Why does crossing into the kernel cost more than a function call?

A function call is one branch — a few cycles. A syscall switches CPU privilege level (ring 3 → ring 0), swaps the stack, may swap part of the page table for KPTI, validates arguments, and runs an entirely separate code path. Even with the dedicated syscall instruction it's ~50 ns vs ~1 ns for a function call. KPTI mitigations roughly doubled this cost on older CPUs.

The virtual Dynamic Shared Object is a tiny kernel-supplied library mapped into every process. It implements a few high-frequency calls (gettimeofday, clock_gettime, getcpu) entirely in user space using shared kernel data — saving the syscall round trip. A clock_gettime via vDSO is ~10 ns; via syscall it's ~100 ns.

Is errno actually a single global?

No — that would be a disaster in multithreaded code. On modern libc it's defined as a macro that expands to a thread-local variable: __errno_location() on glibc, errno() on musl. Each thread has its own errno, so a syscall on one thread doesn't clobber another's error code.

Why does my server bottleneck on syscalls before disk?

On NVMe SSDs a 4 KB read takes ~10 µs of disk; the syscall plus context switch overhead can be 1–2 µs. At a million IOPS, syscall overhead alone burns whole CPU cores. That's why io_uring exists — submit and complete batched I/O without crossing the boundary on every operation.

Can a process bypass the kernel for I/O?

Yes, with hardware help. DPDK (network) and SPDK (storage) map device queues into user space and poll them directly. RDMA exposes a user-space verbs interface backed by the NIC. These bypass the kernel entirely once set up — common in HFT, HPC, and high-end databases.

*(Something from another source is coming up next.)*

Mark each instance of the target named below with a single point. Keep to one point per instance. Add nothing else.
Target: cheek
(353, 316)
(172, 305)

System Call — How User Code Crosses Into the Kernel

How a syscall happens

User-space code runs with the CPU at ring 3 — the lowest privilege level on x86. It can't access I/O ports, can't change page tables, can't speak directly to the disk controller. To do anything that matters, it asks the kernel via a syscall, which is a tightly controlled doorway into ring 0.

The flow on Linux x86_64:

Userland loads the syscall number into rax and arguments into rdi, rsi, rdx, r10, r8, r9.
It executes the syscall instruction. The CPU saves rip/rflags, swaps to the kernel stack from MSR_KERNEL_GS_BASE, raises CPL to 0, and jumps to the address in MSR_LSTAR — the kernel's syscall entry point.
The kernel entry stub validates user pointers, dispatches via the syscall table, runs the handler.
On return, sysretq restores ring 3 and resumes user code with the result in rax (negative = error code, with libc translating to -1 + errno).

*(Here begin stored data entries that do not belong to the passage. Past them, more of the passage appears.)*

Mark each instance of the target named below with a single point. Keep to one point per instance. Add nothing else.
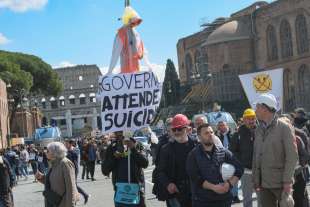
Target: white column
(69, 123)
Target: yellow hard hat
(249, 113)
(130, 16)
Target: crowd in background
(187, 158)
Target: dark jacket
(73, 157)
(167, 169)
(242, 144)
(221, 136)
(113, 164)
(6, 177)
(304, 137)
(201, 167)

Three things make this safe. First, only the entry stub is reachable from user code — you can't jmp into the middle of a syscall handler. Second, the kernel never trusts user-space pointers; copy_from_user uses page-table walks and exception fixups so a bad pointer gives EFAULT instead of crashing the kernel. Third, KPTI (Kernel Page Table Isolation) keeps most of the kernel unmapped from user-space page tables to mitigate Meltdown — which is why pre-2018 syscalls were noticeably faster.

When syscall cost actually matters

Million-IOPS storage: NVMe latency is ~10 µs; a 1 µs syscall is 10% overhead per op.
10/40/100 GbE networking: per-packet syscalls saturate a CPU long before the link.
High-frequency timestamps: a clock_gettime in a tight loop is ~10× slower as a syscall than via vDSO.
Profiling: strace can slow a process by 10–100×.
Containers and sandboxing: seccomp filters add a small per-call cost (~30 ns) — usually fine, but it's measurable.

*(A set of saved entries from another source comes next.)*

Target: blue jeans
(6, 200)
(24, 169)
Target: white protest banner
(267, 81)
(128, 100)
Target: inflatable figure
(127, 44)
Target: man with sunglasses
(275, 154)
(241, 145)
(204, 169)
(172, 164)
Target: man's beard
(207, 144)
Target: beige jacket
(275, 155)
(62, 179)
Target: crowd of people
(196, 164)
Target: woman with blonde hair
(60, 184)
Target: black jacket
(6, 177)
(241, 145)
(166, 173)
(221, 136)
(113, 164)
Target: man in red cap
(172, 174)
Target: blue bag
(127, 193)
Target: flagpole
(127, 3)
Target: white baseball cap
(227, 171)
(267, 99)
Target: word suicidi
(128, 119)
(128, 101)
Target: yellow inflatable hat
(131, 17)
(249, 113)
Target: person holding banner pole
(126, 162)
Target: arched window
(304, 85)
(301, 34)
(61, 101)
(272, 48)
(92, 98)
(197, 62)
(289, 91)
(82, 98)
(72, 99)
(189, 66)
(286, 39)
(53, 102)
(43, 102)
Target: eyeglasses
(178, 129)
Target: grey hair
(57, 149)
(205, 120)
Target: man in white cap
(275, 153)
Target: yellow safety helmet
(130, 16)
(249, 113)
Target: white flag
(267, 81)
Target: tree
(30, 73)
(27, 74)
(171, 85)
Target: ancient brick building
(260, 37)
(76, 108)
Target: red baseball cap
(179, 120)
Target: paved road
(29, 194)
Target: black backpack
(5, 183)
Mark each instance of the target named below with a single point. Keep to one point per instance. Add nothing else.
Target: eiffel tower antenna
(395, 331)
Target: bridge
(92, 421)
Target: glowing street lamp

For most application code, syscall cost is invisible. It becomes visible the moment you build a server doing more than a few hundred thousand operations per second per core.

Syscall mechanisms compared

Mechanism	Cost	Used by	Notes
int 0x80	~250 ns	Linux pre-2.6 i386	Software interrupt via IDT; slow, serializes pipeline
sysenter / sysexit	~100 ns	Linux i386 ≥ 2.6, Windows x86	Intel fast-call; bypasses IDT but doesn't preserve all flags
syscall / sysret	~50 ns	Linux x86_64, FreeBSD, macOS	MSR-driven branch; KPTI roughly doubles cost on older CPUs
svc (Arm), ecall (RISC-V)	~50–100 ns	Linux Arm64, RISC-V	Architecturally cleaner; same overhead profile
vDSO call	~10 ns	clock_gettime, gettimeofday, getcpu, time	User-space stub on shared kernel page; no mode switch
io_uring submit	~0 amortized	Linux 5.1+ async I/O	Lock-free SQE/CQE rings; SQPOLL = zero syscalls
DPDK / SPDK / RDMA	0 (no kernel)	HFT, HPC, NVMe-oF	User-space device drivers; burns a polling CPU

The progression cuts overhead per cross. int 0x80 went through full interrupt machinery; syscall is an MSR-driven branch; vDSO removes the cross entirely for read-only operations; io_uring batches many ops per cross via shared rings; kernel-bypass frameworks remove the kernel from the path completely.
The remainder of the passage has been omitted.